Landlock X
- Author: Sarah Audsley
- Genre: Poetry
- Publisher: Texas Review Press
- Publication date: 2023
- Pages: 70
- ISBN: 978-1-68003-305-2

= Landlock X =

2023 debut poetry collection by Sarah Audsley

Landlock X is a 2023 debut poetry collection by Sarah Audsley, published by Texas Review Press. It was a finalist for the 2023 Big Other Book Award in Poetry.

== Form ==
The collection examines the experience of Korean American adoptees through forms like pastoral, ekphrasis, collage, sijo, haibun, and erasure. Visual elements, such as adoption documents, are incorporated alongside the textual.

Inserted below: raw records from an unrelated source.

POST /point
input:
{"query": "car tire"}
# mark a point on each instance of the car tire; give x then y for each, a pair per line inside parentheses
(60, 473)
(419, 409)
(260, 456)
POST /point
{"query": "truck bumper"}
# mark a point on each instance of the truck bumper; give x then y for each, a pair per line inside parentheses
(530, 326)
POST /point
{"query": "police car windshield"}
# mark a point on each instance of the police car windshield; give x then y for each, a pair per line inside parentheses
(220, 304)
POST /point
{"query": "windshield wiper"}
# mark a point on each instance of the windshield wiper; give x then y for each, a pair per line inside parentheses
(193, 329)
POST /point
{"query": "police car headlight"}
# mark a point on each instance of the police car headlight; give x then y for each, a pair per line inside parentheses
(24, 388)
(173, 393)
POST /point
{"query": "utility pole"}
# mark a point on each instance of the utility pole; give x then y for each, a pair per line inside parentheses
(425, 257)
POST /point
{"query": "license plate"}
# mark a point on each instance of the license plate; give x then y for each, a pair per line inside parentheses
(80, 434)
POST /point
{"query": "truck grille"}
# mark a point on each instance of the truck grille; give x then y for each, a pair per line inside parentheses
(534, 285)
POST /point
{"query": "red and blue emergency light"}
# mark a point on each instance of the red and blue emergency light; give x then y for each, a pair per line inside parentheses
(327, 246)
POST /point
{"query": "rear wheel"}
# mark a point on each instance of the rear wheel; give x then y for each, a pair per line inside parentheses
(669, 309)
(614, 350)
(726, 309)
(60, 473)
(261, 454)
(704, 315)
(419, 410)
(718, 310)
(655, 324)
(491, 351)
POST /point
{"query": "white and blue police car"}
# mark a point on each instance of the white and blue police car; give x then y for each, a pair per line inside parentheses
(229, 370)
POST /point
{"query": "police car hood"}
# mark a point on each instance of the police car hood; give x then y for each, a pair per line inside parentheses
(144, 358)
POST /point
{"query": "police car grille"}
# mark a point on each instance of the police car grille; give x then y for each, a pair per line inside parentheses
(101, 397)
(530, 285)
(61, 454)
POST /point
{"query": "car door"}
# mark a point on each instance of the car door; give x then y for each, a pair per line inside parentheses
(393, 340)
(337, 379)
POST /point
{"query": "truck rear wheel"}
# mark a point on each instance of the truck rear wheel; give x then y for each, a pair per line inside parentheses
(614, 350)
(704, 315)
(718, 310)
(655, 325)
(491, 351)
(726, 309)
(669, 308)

In an interview with Tinderbox Poetry Journal, Audsley discussed how the "X" in the title represents "all the (un)known variables (and therefore consequences) of adoption." In a conversation with The Common, she described writing "into negative space" and the role of absence as shaping the ethos of the collection.

== Critical reception ==
Eleanor Wilner, writing in Ploughshares, called the poems "searing insight into the intimate, often wounding experience of a Korean American adoptee" and praised the collection's "brilliance of its formal inventions, fierce lyric power, and its unsparing candor."

The Poetry Foundation observed its combination of textual and visual elements, calling them forms of Audsley's reclamation over her Korean adoptee background.

Blackbird praised the collection's formal range and stated that "one of the joys of reading this book is the fissures one gets to momentarily be in with the author" and calling it "a delightfully disturbing read."

LEON Literary Review called it an exploration conducted "in the most multifaceted, complex, open-hearted, and probing ways I can imagine," praising Audsley's use of color as "a tool for imagination and sensory experience" and for exploring racial and adopted identity.